Tracking performance is key to improving it – so which KPIs count the most when it comes to real estate? As a principal or manager, one of your most important roles is to set team goals that will drive business success.
Real estate is a unique industry, agents operate on commission and are highly motivated to make sales – this means KPIs don’t have to focus solely on revenue generation. So how do you set benchmarks for your team that will help them track and improve performance?
According to renowned real estate and business coach Michael Sheargold, there are a number of core key performance indicators that will help agents increase productivity and hit their sales growth targets.
1. Client communication targets
The first hard and fast KPI Sheargold believes agents should live by is to make a minimum of 120 calls per week to contacts and potential clients. “You can make 60 calls per day over two days, 40 calls per day over three days or spread your calls out over the entire week, but you have to make those calls,” he says.

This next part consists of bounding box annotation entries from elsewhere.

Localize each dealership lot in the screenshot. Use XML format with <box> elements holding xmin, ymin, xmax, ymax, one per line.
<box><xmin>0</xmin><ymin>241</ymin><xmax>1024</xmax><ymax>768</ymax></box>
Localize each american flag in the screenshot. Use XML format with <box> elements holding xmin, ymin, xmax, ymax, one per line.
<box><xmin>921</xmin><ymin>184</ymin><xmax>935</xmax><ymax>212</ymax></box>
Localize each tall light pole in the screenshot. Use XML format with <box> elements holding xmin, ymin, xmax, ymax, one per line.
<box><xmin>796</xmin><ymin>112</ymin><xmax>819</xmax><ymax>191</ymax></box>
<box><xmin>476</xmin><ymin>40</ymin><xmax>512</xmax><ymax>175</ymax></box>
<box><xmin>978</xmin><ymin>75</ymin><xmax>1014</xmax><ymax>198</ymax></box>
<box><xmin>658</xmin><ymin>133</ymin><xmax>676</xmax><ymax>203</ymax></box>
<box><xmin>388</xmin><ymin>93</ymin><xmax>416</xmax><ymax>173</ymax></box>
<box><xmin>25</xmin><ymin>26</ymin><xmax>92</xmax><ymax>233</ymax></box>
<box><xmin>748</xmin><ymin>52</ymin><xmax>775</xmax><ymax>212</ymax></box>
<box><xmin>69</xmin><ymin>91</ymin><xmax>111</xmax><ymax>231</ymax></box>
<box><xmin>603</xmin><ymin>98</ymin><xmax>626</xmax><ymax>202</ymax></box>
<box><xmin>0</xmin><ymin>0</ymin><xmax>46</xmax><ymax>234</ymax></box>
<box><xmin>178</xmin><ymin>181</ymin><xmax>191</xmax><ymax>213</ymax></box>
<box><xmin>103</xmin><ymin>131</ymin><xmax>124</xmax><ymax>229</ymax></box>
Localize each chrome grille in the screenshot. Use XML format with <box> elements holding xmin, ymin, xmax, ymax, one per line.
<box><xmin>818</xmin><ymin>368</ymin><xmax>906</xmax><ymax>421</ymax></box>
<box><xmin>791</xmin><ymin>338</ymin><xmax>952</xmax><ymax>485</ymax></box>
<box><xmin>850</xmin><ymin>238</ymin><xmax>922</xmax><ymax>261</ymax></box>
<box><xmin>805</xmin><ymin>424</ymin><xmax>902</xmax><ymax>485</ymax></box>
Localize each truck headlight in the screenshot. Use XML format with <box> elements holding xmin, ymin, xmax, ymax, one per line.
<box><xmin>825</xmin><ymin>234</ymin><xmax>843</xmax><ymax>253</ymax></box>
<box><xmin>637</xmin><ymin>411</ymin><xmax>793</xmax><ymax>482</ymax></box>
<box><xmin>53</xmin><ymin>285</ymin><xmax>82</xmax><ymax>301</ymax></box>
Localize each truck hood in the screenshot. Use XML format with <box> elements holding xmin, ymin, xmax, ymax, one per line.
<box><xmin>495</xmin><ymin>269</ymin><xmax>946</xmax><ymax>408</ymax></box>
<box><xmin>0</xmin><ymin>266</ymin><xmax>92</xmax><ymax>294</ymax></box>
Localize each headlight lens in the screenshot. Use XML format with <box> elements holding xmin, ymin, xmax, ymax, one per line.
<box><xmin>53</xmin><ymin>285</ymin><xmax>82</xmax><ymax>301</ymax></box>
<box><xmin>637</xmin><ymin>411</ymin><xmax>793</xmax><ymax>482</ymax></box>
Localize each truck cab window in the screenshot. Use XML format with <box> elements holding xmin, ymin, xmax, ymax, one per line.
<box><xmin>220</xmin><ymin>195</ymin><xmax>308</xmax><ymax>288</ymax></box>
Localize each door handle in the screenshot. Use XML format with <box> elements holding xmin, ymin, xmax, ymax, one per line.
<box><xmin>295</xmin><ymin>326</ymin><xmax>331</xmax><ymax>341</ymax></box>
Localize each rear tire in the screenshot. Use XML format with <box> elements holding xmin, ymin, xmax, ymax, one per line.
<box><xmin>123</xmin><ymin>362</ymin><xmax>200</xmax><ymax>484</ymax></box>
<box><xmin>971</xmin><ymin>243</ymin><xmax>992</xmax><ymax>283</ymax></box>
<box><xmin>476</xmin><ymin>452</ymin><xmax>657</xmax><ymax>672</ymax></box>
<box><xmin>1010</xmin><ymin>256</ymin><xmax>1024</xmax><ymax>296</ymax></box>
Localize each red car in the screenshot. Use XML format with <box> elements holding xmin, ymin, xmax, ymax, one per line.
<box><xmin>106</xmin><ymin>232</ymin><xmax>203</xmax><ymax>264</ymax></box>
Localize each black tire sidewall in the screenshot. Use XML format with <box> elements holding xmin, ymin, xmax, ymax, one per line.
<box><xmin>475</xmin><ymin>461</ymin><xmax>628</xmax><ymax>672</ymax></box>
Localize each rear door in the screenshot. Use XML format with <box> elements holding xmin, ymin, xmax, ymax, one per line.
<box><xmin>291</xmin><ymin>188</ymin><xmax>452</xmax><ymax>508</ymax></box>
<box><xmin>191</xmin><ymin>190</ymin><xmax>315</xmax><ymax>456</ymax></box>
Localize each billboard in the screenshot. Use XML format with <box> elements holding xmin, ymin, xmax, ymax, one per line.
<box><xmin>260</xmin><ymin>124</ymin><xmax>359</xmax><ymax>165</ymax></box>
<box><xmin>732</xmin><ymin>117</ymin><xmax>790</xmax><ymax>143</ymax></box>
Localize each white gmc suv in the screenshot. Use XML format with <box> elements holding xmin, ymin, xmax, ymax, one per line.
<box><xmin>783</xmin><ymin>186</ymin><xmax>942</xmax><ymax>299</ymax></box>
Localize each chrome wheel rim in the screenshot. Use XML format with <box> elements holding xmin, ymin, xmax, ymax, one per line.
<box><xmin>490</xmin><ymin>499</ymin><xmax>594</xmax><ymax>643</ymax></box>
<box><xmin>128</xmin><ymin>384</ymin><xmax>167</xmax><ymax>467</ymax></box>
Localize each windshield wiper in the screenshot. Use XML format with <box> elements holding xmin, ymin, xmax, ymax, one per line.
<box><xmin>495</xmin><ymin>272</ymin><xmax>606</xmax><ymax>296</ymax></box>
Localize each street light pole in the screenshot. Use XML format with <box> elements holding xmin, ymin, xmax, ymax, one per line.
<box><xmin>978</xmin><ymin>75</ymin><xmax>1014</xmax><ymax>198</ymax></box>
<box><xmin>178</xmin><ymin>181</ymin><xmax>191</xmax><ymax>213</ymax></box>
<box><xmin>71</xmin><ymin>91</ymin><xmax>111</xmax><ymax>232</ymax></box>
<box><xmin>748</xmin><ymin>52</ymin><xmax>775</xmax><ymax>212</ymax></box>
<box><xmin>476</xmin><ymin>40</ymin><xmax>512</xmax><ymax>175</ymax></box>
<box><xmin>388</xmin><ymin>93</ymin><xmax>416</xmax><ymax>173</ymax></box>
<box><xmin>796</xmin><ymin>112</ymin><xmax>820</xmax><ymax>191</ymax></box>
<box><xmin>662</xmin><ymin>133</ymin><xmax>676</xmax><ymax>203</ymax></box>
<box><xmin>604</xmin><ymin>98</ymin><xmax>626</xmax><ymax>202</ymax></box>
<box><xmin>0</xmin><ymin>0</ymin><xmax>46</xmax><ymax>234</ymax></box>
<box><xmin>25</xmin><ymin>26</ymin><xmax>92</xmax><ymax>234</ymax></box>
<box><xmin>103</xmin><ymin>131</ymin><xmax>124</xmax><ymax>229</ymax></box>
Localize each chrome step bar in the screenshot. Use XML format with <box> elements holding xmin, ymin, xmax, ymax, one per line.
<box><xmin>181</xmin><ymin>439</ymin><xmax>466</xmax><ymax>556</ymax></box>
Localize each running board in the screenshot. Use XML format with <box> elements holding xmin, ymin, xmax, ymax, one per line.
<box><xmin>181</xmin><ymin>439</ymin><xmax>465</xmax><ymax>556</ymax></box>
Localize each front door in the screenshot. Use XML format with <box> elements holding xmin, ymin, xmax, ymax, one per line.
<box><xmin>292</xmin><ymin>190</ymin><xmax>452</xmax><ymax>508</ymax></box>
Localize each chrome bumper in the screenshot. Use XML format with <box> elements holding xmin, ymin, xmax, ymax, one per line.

This legwork will lay the communication foundation and feed the ‘pipeline’ of future buyers and vendors. “An agent might have an amazing month full of wins, but if they don’t have the next round of customers waiting to come out of the pipeline, listings will grind to a halt,” Sheargold says.
2. Client feedback ratings
As a principal, you need to know that your brand’s reputation is protected. When it comes to KPIs, a high rate of customer satisfaction with your agents’ service is non-negotiable. “Your agency’s ongoing success depends on the next round of business, not the houses that have just sold,” Sheargold explains. “With positive word of mouth remaining one of the most powerful referrers in real estate, it’s important to ensure your customers are giving you good feedback in the marketplace.”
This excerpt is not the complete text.